Nokia today finally announced their ‘Comes With Music’ offering. This has been in the pipes for some time and whilst they’d have loved to have had a full suite of record labels on board at announcement, Universal is undoubtedly a huge catch for them. (It also confirms Jupiter’s research that Universal is the most digitally ambitious and innovative of the record labels – ironically with, arguably, least need to be). Nokia should realistically be able to attract some more of the majors to the table by time of launch (2nd half 2008) as they’ll be willing to offer sizeable advances. Universal (not exactly known for their modesty in advance payment terms) will not have committed to such a radically new approach without having some pretty major financial commitment as security.

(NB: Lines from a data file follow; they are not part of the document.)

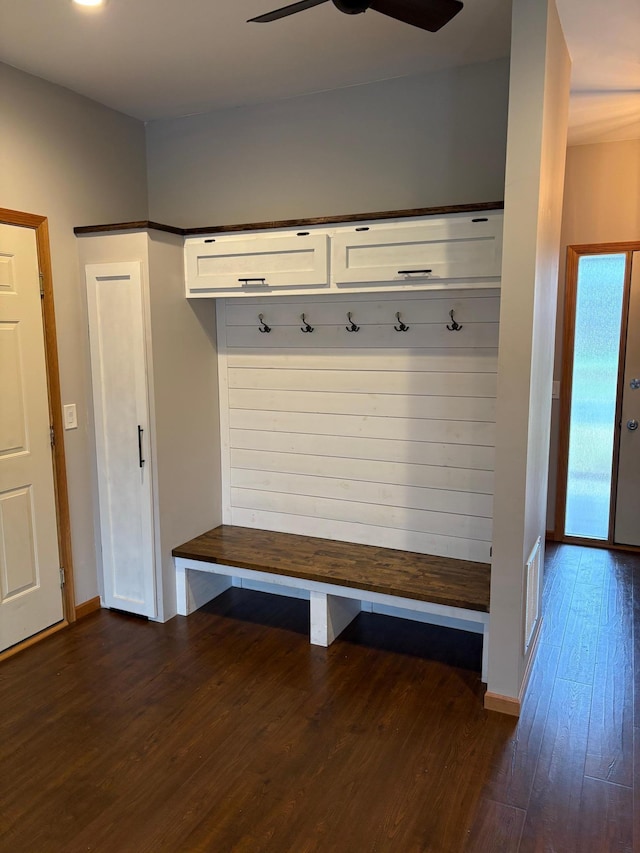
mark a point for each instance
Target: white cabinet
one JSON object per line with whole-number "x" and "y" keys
{"x": 412, "y": 253}
{"x": 425, "y": 252}
{"x": 253, "y": 264}
{"x": 155, "y": 415}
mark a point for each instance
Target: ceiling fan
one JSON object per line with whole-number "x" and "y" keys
{"x": 427, "y": 14}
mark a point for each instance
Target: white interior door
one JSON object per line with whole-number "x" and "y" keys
{"x": 627, "y": 507}
{"x": 120, "y": 404}
{"x": 30, "y": 589}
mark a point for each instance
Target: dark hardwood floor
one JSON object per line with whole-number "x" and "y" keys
{"x": 227, "y": 731}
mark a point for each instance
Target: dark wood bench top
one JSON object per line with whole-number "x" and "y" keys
{"x": 440, "y": 580}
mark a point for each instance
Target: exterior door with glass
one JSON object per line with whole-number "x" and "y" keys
{"x": 627, "y": 503}
{"x": 599, "y": 445}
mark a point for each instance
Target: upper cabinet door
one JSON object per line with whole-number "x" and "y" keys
{"x": 426, "y": 252}
{"x": 256, "y": 264}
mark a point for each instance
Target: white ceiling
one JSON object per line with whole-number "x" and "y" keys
{"x": 164, "y": 58}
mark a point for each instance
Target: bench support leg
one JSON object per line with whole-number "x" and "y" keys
{"x": 194, "y": 588}
{"x": 330, "y": 615}
{"x": 485, "y": 653}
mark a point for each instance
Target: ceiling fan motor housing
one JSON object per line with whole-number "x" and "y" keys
{"x": 352, "y": 7}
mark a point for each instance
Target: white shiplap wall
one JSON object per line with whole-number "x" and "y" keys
{"x": 376, "y": 436}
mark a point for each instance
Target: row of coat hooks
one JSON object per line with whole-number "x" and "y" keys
{"x": 351, "y": 327}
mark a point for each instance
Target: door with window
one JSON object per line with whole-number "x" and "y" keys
{"x": 599, "y": 480}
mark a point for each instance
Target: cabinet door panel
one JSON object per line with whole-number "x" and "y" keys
{"x": 257, "y": 264}
{"x": 422, "y": 252}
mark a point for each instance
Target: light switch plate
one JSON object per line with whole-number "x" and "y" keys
{"x": 70, "y": 416}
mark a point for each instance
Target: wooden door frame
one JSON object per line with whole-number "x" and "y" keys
{"x": 574, "y": 253}
{"x": 40, "y": 226}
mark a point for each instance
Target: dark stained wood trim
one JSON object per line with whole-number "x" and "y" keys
{"x": 502, "y": 704}
{"x": 294, "y": 223}
{"x": 440, "y": 580}
{"x": 88, "y": 607}
{"x": 571, "y": 278}
{"x": 41, "y": 227}
{"x": 350, "y": 217}
{"x": 141, "y": 225}
{"x": 31, "y": 641}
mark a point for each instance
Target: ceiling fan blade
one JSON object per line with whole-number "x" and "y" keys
{"x": 427, "y": 14}
{"x": 286, "y": 11}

Regular readers of this blog will know that Nokia’s download store left me a little cold, but this offering puts Nokia exactly where they should be: at the forefront of innovation in the mobile music space. Due to their scale and newly acquired aggressive Internet strategy Nokia are in a unique position to turn the mobile music market on its head. This offering is a massive step in that direction. It gives buyers of some of Nokia’s music optimized handsets unlimited free access to Universal’s music for a 12 month period, and potentially continued access thereafter.
Regular readers will similarly know that I’m no massive fan of mobile music when it pretends to be PC music. This offering and Vodafone’s/Omnifone’s Music Station are the direction in which mobile music should go i.e. step out of the PC Internet’s shadow and be something brave and different that plays to the strengths of the platform rather than being hindered by its weaknesses.

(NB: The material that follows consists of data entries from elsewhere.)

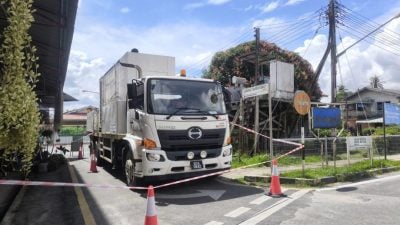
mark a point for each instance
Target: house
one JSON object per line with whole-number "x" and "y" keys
{"x": 364, "y": 108}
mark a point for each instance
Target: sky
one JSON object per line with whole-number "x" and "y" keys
{"x": 192, "y": 31}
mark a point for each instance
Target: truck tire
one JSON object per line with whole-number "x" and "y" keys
{"x": 131, "y": 180}
{"x": 99, "y": 160}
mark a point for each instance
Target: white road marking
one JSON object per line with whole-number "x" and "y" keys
{"x": 359, "y": 183}
{"x": 214, "y": 194}
{"x": 274, "y": 208}
{"x": 260, "y": 200}
{"x": 263, "y": 198}
{"x": 237, "y": 212}
{"x": 214, "y": 223}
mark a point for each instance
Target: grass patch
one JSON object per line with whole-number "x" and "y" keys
{"x": 293, "y": 160}
{"x": 245, "y": 160}
{"x": 330, "y": 171}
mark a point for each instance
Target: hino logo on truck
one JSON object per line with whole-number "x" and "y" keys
{"x": 195, "y": 133}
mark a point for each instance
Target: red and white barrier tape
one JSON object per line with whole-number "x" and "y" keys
{"x": 276, "y": 140}
{"x": 63, "y": 184}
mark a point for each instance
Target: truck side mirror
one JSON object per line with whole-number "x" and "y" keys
{"x": 135, "y": 95}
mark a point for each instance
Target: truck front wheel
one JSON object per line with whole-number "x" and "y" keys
{"x": 130, "y": 169}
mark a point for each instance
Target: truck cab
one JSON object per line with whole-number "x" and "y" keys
{"x": 183, "y": 125}
{"x": 154, "y": 125}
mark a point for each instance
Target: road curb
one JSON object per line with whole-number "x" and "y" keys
{"x": 10, "y": 214}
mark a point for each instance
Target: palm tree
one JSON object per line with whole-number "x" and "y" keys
{"x": 376, "y": 82}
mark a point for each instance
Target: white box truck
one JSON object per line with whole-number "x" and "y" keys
{"x": 155, "y": 125}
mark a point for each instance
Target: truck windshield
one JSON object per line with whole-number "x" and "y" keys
{"x": 184, "y": 97}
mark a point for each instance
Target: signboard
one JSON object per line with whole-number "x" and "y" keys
{"x": 261, "y": 89}
{"x": 302, "y": 102}
{"x": 325, "y": 117}
{"x": 392, "y": 114}
{"x": 282, "y": 79}
{"x": 359, "y": 142}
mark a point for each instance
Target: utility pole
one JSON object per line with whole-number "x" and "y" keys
{"x": 256, "y": 77}
{"x": 332, "y": 43}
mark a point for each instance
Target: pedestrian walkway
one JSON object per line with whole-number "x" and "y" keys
{"x": 266, "y": 171}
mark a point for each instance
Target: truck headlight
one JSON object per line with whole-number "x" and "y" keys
{"x": 190, "y": 155}
{"x": 154, "y": 157}
{"x": 203, "y": 154}
{"x": 227, "y": 152}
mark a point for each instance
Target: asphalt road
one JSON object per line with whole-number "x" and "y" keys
{"x": 211, "y": 201}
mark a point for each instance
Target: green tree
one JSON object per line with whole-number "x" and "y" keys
{"x": 229, "y": 63}
{"x": 342, "y": 93}
{"x": 19, "y": 116}
{"x": 376, "y": 82}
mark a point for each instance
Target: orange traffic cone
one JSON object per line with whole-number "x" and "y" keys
{"x": 93, "y": 167}
{"x": 275, "y": 186}
{"x": 151, "y": 216}
{"x": 80, "y": 153}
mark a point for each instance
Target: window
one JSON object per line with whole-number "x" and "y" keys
{"x": 379, "y": 105}
{"x": 360, "y": 106}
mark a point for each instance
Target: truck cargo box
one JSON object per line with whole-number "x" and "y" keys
{"x": 113, "y": 86}
{"x": 92, "y": 121}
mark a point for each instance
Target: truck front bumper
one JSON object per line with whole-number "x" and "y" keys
{"x": 183, "y": 168}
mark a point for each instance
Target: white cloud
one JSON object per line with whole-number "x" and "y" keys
{"x": 267, "y": 22}
{"x": 96, "y": 47}
{"x": 217, "y": 2}
{"x": 248, "y": 8}
{"x": 357, "y": 65}
{"x": 196, "y": 5}
{"x": 293, "y": 2}
{"x": 269, "y": 7}
{"x": 125, "y": 10}
{"x": 192, "y": 6}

As I’ve already stated on this blog, 2007 is shaping up to be the worst year ever for the European music industry and digital is failing to live up to expectations, let alone come close to offsetting declining CD sales. The record labels are being forced into considering much more ambitious digital initiatives for the simple fact that the current digital model isn’t doing enough and they know that something different is required for the mass market. Unfortunately it appears that the only way to drive mass market adoption of digital music will be give it away for free, or close to free. But if the alternative is for people to be downloading for free from illegal networks where the labels get nothing, it’s pretty clear which is the preferable option.
The real long term challenge will be to sufficiently differentiate these offerings from premium digital services like iTunes and from CDs. Otherwise there is a risk that everyone will simply go free.
However they are long term tactical challenges with should not detract from this essential strategic move. Nokia and Universal have taken the first brave steps forward, now it is for the rest of the industry to follow in their wake.